Extrait :
Il arrive enfin le train, il grandit et ralentit à mesure qu'il approche, le voilà enfin. Les wagons se vident, le quai goudronné est aussitôt envahi, la foule traîne des paquets, s'embrasse et se hâte vers les portes de sortie visibles de loin. Eclairées. Comme à l'époque. Comme toujours.
Un homme descend. Lui aussi. Il porte à la main une petite valise. Haute. Quelque peu usée. Un costume gris. Il est le dernier à descendre. Attend-il quelqu'un ? Tient-il une montre à la main ? Puis il tourne à droite et marche lentement derrière ceux qui se hâtent, arrière-garde solitaire sous l'immense voûte en verre et métal, brisée, ici, là.
Il sort. Devant lui, la place inondée de soleil. Il ferme les yeux. Les rouvre. Son nom est inconnu des passants qui vont et viennent sur l'esplanade pavée de pierres de couleur sombre.
En général les noms ne se lisent pas sur les visages, sauf ceux des gens plus ou moins importants.
Lui n'est pas quelqu'un d'important. Son visage qui a beaucoup changé à cause du temps qui passe et des chagrins veille à conserver quelques traits marquants. On y distingue quelques restes de fierté, l'espoir d'une quelconque reconnaissance. Il porte des vêtements qui lui ont été donnés. L'éventualité d'habits de rechange est inexistante. Qu'est-ce qui se cache dans cette petite valise ? Qu'est-ce qui pourrait bien y être caché ?
Il tire de la poche de son pardessus un paquet de cigarettes, bon marché évidemment, et en allume une. Et il reste planté là comme un étranger, ou comme s'il se trouvait là par erreur, assourdi par le trafic. Il est toujours immobile. Ce qui incline à penser qu'il n'est pas follement heureux ou endormi. Apparemment, il n'a pas encore décidé de la direction à prendre. Il profite de son droit de balancer entre diverses possibilités, les immeubles gris, les arbres en fleurs, les gens, leurs épouses, la pâleur bleue du ciel.
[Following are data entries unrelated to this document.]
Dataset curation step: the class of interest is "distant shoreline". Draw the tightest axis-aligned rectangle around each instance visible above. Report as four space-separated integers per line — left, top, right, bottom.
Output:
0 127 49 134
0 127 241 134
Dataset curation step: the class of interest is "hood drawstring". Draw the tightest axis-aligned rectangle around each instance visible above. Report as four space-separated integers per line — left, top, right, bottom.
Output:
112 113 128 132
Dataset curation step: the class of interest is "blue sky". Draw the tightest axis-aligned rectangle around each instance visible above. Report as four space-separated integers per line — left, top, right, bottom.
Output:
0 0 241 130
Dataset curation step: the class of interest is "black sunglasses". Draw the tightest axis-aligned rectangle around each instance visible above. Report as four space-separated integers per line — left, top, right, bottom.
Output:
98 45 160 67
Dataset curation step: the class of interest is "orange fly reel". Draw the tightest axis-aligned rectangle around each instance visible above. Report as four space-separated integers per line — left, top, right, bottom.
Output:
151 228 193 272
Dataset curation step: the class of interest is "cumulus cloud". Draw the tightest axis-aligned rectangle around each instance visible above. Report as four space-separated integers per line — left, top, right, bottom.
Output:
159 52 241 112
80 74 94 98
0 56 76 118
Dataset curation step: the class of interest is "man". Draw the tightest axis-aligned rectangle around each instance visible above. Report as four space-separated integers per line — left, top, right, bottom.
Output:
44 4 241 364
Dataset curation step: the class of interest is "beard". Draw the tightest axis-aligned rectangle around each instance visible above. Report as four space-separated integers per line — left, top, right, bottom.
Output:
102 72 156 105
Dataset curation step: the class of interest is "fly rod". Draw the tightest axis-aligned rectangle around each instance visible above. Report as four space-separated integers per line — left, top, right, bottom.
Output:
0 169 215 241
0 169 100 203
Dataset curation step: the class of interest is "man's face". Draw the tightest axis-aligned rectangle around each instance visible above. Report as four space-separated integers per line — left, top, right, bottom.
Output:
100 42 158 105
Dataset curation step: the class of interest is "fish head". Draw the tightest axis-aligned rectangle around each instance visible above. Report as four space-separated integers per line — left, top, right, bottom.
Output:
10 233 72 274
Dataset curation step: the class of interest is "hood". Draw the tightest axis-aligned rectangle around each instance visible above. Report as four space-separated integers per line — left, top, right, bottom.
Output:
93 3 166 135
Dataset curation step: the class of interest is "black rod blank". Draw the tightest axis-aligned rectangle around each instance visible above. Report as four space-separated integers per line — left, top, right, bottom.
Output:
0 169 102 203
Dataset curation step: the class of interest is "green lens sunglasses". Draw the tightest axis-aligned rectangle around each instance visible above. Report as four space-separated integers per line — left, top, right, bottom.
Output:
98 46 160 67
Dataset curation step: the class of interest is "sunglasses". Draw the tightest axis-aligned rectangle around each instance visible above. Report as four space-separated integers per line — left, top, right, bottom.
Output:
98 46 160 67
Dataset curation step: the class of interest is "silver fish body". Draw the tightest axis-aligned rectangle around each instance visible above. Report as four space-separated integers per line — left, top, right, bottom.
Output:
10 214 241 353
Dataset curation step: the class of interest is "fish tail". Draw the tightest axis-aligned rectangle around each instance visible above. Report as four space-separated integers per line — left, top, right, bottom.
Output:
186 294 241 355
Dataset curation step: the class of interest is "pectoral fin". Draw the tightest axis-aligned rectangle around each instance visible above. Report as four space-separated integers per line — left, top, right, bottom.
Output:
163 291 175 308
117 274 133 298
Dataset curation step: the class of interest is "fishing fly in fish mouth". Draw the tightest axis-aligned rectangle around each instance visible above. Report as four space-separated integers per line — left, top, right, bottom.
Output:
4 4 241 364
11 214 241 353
Combien de temps un tel homme peut-il rester planté ainsi sans susciter l'étonnement ou la méfiance ? Mais la ville est grande, affairée. Et lui n'est qu'un point perdu.
Le temps passe. À moins qu'il n'ait décidé de se transformer en statue ou mémorial, on s'attend de sa part à un mouvement, une action, sans quoi il risque de s'effondrer, d'attirer pendant quelques secondes un cercle de badauds dubitatifs qui se disperseront à l'arrivée des brancardiers.
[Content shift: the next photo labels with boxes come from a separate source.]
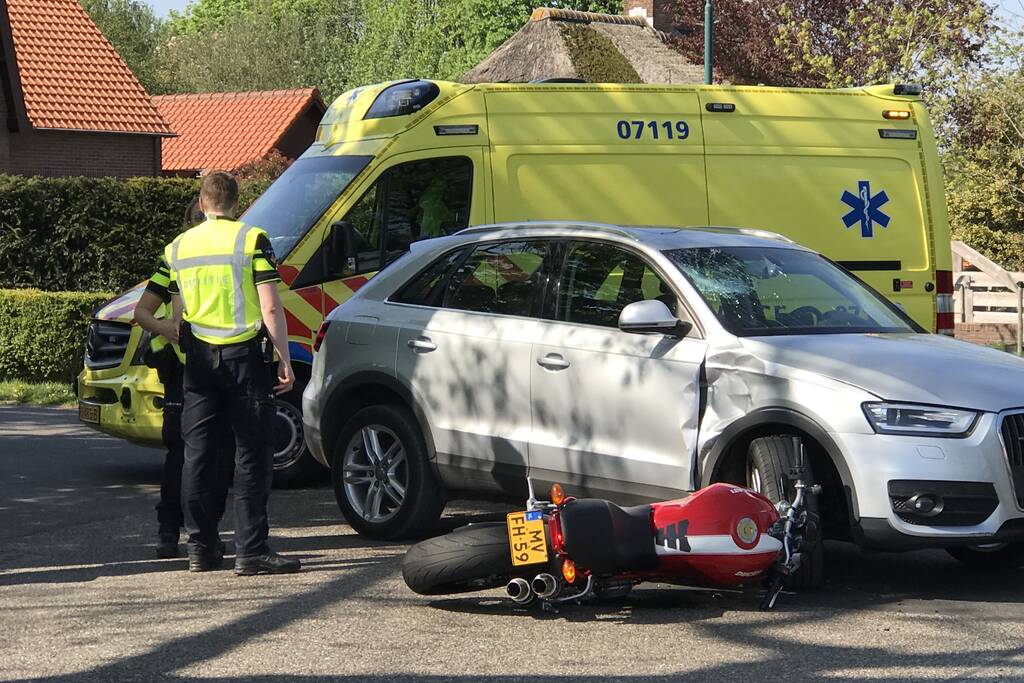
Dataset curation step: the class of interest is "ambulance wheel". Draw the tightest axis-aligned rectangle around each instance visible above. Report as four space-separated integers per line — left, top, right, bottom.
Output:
272 383 324 488
746 434 824 588
331 404 444 541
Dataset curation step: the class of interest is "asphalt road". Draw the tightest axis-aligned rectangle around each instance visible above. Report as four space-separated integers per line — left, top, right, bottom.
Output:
0 407 1024 683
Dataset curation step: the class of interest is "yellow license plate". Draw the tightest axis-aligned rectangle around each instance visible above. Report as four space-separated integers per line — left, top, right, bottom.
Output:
78 403 99 425
505 510 548 566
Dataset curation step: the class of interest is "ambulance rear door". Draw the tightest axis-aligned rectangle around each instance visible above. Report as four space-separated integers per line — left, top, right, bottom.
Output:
700 87 935 330
484 84 708 225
Il profite jusqu'à la limite du possible de son droit à rester là, silencieux, jusqu'au moment où il se décide. Il traverse alors vers le kiosque à tabac et journaux, près de la vieille et belle muraille grise rongée par le temps. Il arrive. Achète des cigarettes et un quotidien. Bon signe. Puis il tourne à gauche, marche et continue de marcher dans l'air enivrant, à cette heure tardive de la matinée. Et disparaît.
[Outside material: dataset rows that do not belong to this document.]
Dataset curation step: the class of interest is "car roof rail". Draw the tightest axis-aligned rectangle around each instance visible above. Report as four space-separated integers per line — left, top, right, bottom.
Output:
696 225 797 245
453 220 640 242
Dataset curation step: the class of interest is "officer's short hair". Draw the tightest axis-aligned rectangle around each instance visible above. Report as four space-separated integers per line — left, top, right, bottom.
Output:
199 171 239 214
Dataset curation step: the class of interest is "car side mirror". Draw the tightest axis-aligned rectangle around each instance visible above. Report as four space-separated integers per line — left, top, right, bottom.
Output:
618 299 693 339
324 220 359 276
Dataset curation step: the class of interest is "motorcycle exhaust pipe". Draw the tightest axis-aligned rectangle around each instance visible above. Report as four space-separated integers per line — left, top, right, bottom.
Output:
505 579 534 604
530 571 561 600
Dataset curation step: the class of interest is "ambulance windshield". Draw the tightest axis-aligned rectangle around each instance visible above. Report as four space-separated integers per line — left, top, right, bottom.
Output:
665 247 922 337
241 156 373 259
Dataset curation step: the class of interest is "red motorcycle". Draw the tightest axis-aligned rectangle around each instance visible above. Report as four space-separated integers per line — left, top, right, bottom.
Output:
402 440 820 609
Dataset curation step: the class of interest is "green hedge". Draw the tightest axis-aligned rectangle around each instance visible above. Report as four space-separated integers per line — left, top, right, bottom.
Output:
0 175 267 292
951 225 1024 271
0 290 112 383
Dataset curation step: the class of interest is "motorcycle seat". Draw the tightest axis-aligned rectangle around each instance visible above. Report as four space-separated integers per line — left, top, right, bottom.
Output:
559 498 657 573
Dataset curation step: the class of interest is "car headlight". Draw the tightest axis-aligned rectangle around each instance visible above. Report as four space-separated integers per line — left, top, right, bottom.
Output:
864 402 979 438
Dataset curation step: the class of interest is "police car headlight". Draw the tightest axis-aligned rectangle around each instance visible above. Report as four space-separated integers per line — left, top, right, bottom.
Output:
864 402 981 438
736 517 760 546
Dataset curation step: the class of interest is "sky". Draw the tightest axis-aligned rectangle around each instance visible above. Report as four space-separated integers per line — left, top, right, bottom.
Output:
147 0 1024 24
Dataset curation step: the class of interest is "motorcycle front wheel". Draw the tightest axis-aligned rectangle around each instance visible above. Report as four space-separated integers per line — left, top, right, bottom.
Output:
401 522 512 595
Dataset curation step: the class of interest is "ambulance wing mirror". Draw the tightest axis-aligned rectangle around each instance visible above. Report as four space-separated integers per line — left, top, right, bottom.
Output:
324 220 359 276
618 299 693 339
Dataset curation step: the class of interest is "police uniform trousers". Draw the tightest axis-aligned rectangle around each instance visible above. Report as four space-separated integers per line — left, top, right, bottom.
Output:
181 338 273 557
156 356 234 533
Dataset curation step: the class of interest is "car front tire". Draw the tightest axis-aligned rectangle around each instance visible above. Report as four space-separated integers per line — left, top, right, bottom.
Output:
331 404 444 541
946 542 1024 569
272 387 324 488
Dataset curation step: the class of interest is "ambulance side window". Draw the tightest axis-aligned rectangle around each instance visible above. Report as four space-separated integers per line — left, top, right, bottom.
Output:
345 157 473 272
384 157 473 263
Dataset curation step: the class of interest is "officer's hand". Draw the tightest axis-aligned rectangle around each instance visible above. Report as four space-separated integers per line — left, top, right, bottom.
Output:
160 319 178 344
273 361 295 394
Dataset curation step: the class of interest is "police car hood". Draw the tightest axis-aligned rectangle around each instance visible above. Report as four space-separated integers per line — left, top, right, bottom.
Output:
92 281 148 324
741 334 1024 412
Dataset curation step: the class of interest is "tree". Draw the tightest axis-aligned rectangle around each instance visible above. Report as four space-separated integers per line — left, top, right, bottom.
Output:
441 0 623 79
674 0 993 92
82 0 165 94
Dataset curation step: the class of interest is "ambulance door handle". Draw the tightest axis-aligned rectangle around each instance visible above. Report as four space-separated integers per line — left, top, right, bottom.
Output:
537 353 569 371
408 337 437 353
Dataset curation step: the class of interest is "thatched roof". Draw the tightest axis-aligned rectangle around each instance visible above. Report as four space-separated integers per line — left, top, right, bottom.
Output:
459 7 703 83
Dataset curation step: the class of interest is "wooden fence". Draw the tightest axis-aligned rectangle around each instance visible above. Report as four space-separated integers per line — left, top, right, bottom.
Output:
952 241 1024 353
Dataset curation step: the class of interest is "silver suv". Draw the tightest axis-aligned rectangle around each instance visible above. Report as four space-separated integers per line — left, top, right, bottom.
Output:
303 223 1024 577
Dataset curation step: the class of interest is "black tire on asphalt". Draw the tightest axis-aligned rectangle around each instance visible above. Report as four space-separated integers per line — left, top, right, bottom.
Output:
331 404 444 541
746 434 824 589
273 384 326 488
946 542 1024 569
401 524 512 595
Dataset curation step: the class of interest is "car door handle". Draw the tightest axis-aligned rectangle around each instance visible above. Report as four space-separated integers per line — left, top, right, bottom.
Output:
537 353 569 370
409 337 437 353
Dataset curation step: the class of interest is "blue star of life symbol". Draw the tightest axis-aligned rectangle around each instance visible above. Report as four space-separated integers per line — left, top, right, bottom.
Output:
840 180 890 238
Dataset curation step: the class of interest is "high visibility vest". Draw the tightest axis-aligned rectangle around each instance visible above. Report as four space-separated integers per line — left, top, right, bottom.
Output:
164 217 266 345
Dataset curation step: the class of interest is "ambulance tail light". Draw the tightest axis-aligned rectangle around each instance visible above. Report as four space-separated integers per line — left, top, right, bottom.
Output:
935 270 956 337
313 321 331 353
Présentation de l'éditeur :
Robi et Mordi se retrouvent par hasard sur le quai d'une gare, quelque part en Europe, après la guerre. Deux ombres grises dans la brume d'une ville en ruine, qui parlent un langage d'ombres. Deux hommes réduits à leur plus simple expression. Ils se reconnaissent d'avant, mais on ne sait rien ou presque de leur passé. Us vont ensemble à la soupe populaire, et c'est pour eux un luxe de refuser ce repas quand il est froid. Alors que Robi recherche sa famille, rêve d'amour et de fortune, Mordi reste prostré chez lui, à essayer de comprendre. L'affaire chocolat pourra-t-elle leur apporter la richesse, ainsi que Robi l'imagine ?
Juifs, survivants. Ces mots n'apparaissent jamais. Mais on sait. Dialogues épurés, atmosphère raréfiée, évitant tout ce qui, depuis, a pu devenir «cliché», ce roman unique a la densité de la poésie de Paul Celan, l'intense retenue des textes de Samuel Beckett.
«Ce conte singulier frappe par son approche oblique. Plutôt que de décrire Auschwitz, Haïm Gouri s'attache à ceux qui le portent toujours en eux. En racontant l'histoire de ces survivants, il rapproche le lecteur de ceux qui sont morts et ont emmené leurs rêves avec eux.»
Elie Wiesel
Haïm Gouri est né à Tel-Aviv en 1923. Il rejoint le bras armé de la Haganah, le Palmach, dès 1941. En 1947, il est envoyé en Europe afin de rapatrier les rescapés de la Shoah. Il est l'auteur d'un journal relatant le procès d'Eichmann, auquel il a assisté. Poète, écrivain, journaliste, L'Affaire chocolat, son premier roman, a été publié en 1965 en Israël.